A data pipeline constitutes the processes from which raw data is sourced from its source, manipulated and turned into format that is usable for the user and later loaded into a system where it can be analyzed or loaded for storage in its useful form. In the extraction stage, data is sourced from various sources like databases, files, websites through scraping etc. Transformation will involve changing data into a useful format by performing actions like data cleaning, data wrangling, data merging from different sources. Loading will involve channeling the data into a system where it can be stored or be used to transform the data.
These processes are what form the ETL and ELT process in data pipelines.
Extract → Transform → Load
Extract → Load → Transform
So what is the difference between ELT and ETL? The difference is in which process between loading or transformation follows the process of extraction.

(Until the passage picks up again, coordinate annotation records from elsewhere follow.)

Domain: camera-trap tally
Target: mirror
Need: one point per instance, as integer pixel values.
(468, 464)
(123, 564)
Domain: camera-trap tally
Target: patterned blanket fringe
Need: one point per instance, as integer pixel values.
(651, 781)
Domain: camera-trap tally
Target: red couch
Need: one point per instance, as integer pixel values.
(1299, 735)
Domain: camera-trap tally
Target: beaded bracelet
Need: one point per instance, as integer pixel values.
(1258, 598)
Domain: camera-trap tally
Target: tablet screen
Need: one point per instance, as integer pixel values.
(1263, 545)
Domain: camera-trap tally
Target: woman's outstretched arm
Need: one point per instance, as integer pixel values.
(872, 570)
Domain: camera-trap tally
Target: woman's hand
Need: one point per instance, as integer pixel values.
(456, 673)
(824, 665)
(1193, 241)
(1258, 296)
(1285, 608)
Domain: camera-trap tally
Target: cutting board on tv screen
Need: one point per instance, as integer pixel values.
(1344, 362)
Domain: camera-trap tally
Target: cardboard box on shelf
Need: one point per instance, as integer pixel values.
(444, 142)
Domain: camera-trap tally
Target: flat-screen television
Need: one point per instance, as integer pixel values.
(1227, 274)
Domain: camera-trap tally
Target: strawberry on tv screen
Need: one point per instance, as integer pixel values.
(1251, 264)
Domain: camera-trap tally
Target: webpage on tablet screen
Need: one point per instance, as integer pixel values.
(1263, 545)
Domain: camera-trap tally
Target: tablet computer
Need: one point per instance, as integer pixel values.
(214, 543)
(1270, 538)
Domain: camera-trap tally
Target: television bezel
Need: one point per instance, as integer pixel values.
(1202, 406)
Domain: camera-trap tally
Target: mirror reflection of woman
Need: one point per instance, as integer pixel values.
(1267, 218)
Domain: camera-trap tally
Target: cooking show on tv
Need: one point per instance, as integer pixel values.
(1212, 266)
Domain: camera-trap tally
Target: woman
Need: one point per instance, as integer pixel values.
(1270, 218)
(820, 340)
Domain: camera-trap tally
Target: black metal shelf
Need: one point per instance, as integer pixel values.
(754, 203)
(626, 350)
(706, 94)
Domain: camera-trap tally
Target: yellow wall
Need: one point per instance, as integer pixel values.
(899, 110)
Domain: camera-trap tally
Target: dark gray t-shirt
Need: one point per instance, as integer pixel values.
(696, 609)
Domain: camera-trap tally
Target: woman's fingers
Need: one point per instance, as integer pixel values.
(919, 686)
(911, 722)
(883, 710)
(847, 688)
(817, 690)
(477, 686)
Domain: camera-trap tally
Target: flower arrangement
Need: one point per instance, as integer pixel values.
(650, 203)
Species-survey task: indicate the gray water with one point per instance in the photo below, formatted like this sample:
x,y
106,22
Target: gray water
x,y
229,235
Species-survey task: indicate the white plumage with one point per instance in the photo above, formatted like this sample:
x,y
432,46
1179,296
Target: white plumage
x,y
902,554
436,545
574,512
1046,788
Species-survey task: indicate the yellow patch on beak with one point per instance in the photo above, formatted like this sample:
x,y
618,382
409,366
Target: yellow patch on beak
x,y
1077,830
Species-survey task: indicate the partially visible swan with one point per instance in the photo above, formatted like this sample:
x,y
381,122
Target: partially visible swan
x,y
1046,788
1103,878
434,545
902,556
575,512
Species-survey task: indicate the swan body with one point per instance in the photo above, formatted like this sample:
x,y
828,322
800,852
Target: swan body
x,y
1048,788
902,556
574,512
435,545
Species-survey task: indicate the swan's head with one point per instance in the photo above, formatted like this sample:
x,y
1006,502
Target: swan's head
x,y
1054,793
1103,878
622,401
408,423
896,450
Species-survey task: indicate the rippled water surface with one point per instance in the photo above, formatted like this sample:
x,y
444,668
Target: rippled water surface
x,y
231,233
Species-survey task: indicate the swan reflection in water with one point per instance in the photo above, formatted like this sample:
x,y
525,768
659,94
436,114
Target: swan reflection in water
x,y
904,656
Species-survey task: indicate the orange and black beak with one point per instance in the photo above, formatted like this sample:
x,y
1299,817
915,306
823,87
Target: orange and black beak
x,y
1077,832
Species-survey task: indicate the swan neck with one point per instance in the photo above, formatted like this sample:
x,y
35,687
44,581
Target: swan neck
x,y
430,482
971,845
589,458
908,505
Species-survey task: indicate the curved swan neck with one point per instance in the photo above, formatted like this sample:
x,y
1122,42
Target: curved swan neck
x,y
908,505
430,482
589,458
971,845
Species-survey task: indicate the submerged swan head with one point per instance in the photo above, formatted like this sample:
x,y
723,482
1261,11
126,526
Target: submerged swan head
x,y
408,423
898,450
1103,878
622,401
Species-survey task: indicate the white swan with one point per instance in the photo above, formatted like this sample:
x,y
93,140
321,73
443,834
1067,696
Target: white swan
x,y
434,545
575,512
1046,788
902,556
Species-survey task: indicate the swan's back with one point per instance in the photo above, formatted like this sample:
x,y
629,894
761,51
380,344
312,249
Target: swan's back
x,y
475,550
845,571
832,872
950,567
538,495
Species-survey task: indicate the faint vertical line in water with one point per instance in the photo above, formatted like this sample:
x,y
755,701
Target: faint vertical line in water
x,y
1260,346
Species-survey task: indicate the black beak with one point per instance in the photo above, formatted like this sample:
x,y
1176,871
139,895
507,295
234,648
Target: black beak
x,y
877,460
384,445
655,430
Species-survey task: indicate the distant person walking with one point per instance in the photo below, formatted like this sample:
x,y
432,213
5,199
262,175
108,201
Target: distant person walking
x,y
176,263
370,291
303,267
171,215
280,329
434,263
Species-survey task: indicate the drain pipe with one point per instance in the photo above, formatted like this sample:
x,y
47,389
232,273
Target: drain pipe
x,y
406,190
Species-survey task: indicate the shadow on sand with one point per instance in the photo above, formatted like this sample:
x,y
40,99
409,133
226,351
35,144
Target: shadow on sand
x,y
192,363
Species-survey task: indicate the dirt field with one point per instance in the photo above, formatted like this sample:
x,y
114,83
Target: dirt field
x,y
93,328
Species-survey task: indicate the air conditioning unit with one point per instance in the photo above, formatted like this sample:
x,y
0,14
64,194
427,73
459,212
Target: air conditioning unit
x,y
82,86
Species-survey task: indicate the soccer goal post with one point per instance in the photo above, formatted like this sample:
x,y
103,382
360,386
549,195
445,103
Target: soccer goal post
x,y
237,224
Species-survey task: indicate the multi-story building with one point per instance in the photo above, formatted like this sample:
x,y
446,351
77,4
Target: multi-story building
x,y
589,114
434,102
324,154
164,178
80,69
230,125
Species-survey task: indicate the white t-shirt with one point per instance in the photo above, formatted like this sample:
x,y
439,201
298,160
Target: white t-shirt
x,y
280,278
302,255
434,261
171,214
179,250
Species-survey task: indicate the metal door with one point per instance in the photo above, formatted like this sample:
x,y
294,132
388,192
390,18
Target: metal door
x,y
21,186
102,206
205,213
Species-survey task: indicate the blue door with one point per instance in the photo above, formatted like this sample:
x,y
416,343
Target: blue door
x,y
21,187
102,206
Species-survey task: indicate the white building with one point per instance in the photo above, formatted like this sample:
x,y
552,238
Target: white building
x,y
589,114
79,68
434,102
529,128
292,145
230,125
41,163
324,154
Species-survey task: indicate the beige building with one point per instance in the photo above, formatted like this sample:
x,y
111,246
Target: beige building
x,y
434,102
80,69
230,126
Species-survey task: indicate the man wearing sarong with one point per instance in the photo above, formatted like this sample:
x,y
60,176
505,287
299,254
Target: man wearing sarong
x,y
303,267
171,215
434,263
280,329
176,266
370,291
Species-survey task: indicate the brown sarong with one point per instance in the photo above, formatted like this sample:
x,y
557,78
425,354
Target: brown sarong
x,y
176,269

This begs the question- when and in what situation does ETL make more sense than ELT and vice versa? But, to get there we must understand the functional differences between ETL and ELT. The differences are as follows:
| ETL | ELT |
|---|---|
| Raw data is lost after transformation | Raw data is always preserved for re-transformation |
| Reduces storage cost because raw data is not saved | Higher storage costs because raw data takes more space in storage |
| Older methodology and therefore has a lot of robust tools | New methodology and therefore needs powerful destination systems that can handle transformation - which are few in the market |
| Slower iteration because re-runs require full re-extraction | Allows iterate on transforms without re-ingestion |
| Stronger compliance by filtering sensitive data early | Sensitive data reaches the warehouse unfiltered |
| Schema changes break pipelines easily | Schema changes don't affect the data pipeline |
| Does not scale with cloud warehouse compute — external processing layers hit capacity ceilings as data volumes grow | Scale easily with cloud warehouse compute |
Use cases for ETL and ELT
| ETL | ELT |
|---|---|
| When working with regulated sensitive data eg. financial information, HIPAA etc. The data must be masked or drop sensitive fields before they enter storage | When you need to preserve raw data for auditing, debugging, or future re-modelling |
| When the cost of storing raw data outweighs the benefit of preserving it | When you want analysts and data teams to iterate on business logic without re-ingesting data |
| When your destination is a legacy relational database with limited compute (MySQL, PostgreSQL, on-premise data warehouses) | When you are on a modern cloud data warehouse (BigQuery, Snowflake, Redshift, Databricks) with scalable compute |
| Data volume is modest and transformations are stable, well-understood, and unlikely to change often | When data volumes are large and growing, and you favour ingestion speed over transformation speed |
ELT methodology has been around for a while and has been the standard way of operating a data pipeline. Tools that use this approach are substantial in number and have been perfected over the years to become reliable and robust. However, with the adoption of cloud based approach, ELT has gained traction because of the easiness of scaling in the cloud.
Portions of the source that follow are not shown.